En conclusion, le requérant demande à la Commission de constater que
les arrêts rendus tant par la cour d'assises du Brabant que par la Cour
de Cassation sont contraires à la Convention, notamment à son Article
6, et de dire qu'il y a lieu de lui accorder une satisfaction
convenable.
EN DROIT
Considérant, dans la mesure où le requérant allègue que certaines
dispositions de l'article 319 du code d'instruction criminelle belge
sont contraires au principe de l'égalité des armes et, par conséquent,
incompatibles avec l'article 6, paragraphe 1 (art. 6-1), de la
Convention de Sauvegarde des Droits de l'Homme et des Libertés
fondamentales, en ce qu'elles obligent la défense à passer par l'organe
du président d'audience pour poser des questions aux témoins, alors que
le procureur général, après avoir demandé la parole, peut les
questionner lui-même, et dans la mesure où le requérant se plaint de
l'application de ces dispositions qui a été faite à lui-même,
respectivement à ses conseils, que les prescriptions incriminées ont
trait aux compétences du président de la Cour d'assises en matière de
police de l'audience et ont pour but d'assurer une bonne administration
de la justice; qu'envisagées dans leur ensemble, les dispositions dudit
article 319 ne paraissent pas, en elles-mêmes, de nature à placer la
défense dans une position d'infériorité par rapport à l'accusation;
que, d'un autre côté, le requérant n'a nullement démontré comment
l'application dudit article 319 au cours de son procès devant la Cour
d'assises de la Province de Brabant aurait pu entraîner une infraction
au principe de l'égalité des armes; qu'en conséquence, la Commission
ne discerne en l'espèce aucune apparence de violation des dispositions
de la Convention et en particulier de son Article 6, paragraphe 1
(art. 6-1);
Considérant, dans la mesure où le requérant se plaint que le Docteur
A, expert désigné par la défense, ait été entendu par la Cour d'assises
de la Province de Brabant sans avoir prêté le serment d'expert, tandis
que le Docteur B, expert commis par le juge d'instruction, fut entendu
après avoir prêté ce serment, que l'article 6, paragraphe 3, lettre d)

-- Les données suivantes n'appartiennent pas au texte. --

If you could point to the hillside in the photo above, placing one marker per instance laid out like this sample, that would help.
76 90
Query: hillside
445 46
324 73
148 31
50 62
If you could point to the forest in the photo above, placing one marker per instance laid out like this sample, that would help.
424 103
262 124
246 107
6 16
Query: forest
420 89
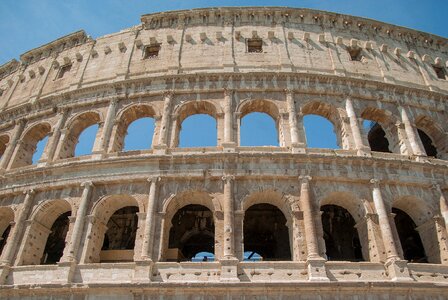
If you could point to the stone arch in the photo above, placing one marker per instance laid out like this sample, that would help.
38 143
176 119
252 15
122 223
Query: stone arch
188 109
28 143
421 215
435 132
387 123
4 140
37 233
124 118
181 200
75 126
260 106
101 213
6 218
333 114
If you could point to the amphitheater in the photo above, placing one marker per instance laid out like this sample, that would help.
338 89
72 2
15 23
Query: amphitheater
365 221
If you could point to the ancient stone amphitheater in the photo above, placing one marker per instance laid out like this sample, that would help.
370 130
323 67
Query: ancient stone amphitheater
367 220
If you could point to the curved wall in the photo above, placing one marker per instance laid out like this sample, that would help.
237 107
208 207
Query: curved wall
204 61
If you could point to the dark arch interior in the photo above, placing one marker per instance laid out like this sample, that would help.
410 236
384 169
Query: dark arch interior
266 233
430 149
377 138
411 243
340 235
192 231
54 248
121 229
4 238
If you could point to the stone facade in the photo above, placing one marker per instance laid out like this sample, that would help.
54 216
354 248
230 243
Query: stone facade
227 63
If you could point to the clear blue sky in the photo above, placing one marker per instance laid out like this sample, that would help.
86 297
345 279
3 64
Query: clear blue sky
27 24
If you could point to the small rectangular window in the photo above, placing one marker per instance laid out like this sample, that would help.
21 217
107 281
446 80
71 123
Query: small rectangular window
440 72
151 51
62 70
355 53
254 45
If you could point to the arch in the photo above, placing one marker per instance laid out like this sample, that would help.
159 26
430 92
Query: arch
28 144
125 117
4 140
6 217
415 229
435 133
332 114
102 212
74 129
42 220
188 109
383 128
192 231
341 237
266 232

(art. 6-3-d) de la Convention stipule que tout accusé a droit à
interroger ou faire interroger les témoins à charge et à obtenir la
convocation et l'interrogation des témoins à décharge dans les mêmes
conditions que les témoins à charge; qu'aux termes de la jurisprudence
de la Commission (Requête No 1167/62, Annuaire VI, p. 204; requête No
1476/62, Recueil de décisions de la Commission, vol. 11, p. 31), cette
disposition vise non seulement les témoins, au sens strict, mais
également des experts entendus par le tribunal; que le Docteur A a été
effectivement entendu par la Cour d'assises; que, s'il est vrai que ce
dernier avait été nommé par la défense, il ressort du dossier que le
Docteur B, entendu après avoir prêté le serment d'expert, n'avait pas
été nommé par l'accusation, mais commis par le juge d'instruction;
qu'il n'apparaît donc pas en quoi la différence entre les formalités
qui ont précédé l'audition du Docteur A et celles qui ont précédé
l'audition du Docteur B pourrait révéler une violation de l'article 6,
paragraphe 3, lettre d) (art. 6-3-d) de la Convention; que si l'on
envisage le grief du requérant sous l'angle de l'article 6, paragraphe
1 (art. 6-1), de la Convention, et notamment du principe de l'égalité
des armes, qui y est contenu, les mêmes remarques permettent également
d'exclure toute apparence de violation de cette dernière disposition;
Considérant enfin, dans la mesure où le requérant allègue qu'au cours
des débats devant la Cour d'assises de la Province de Brabant, l'un des
conseils du requérant, plaidant en dernier lieu, aurait été interrompu
par le président, qui lui aurait fait défense de critiquer la manière
dont l'instruction avait été conduite, que le requérant n'a apporté
aucun commencement de preuve de ses allégations et que l'examen du
dossier ne permet de dégager, en l'état et même d'office, aucune
apparence de violation des dispositions de la Convention et notamment
de son Article 6 (art. 6), invoqué par le requérant;
Considérant en conséquence qu'il échet de rejeter l'ensemble de la
requête en application de l'article 27 paragraphe 2 (art. 27-2) de la
Convention, pour défaut manifeste de fondement;
Par ces motifs, DECLARE LA REQUETE IRRECEVABLE.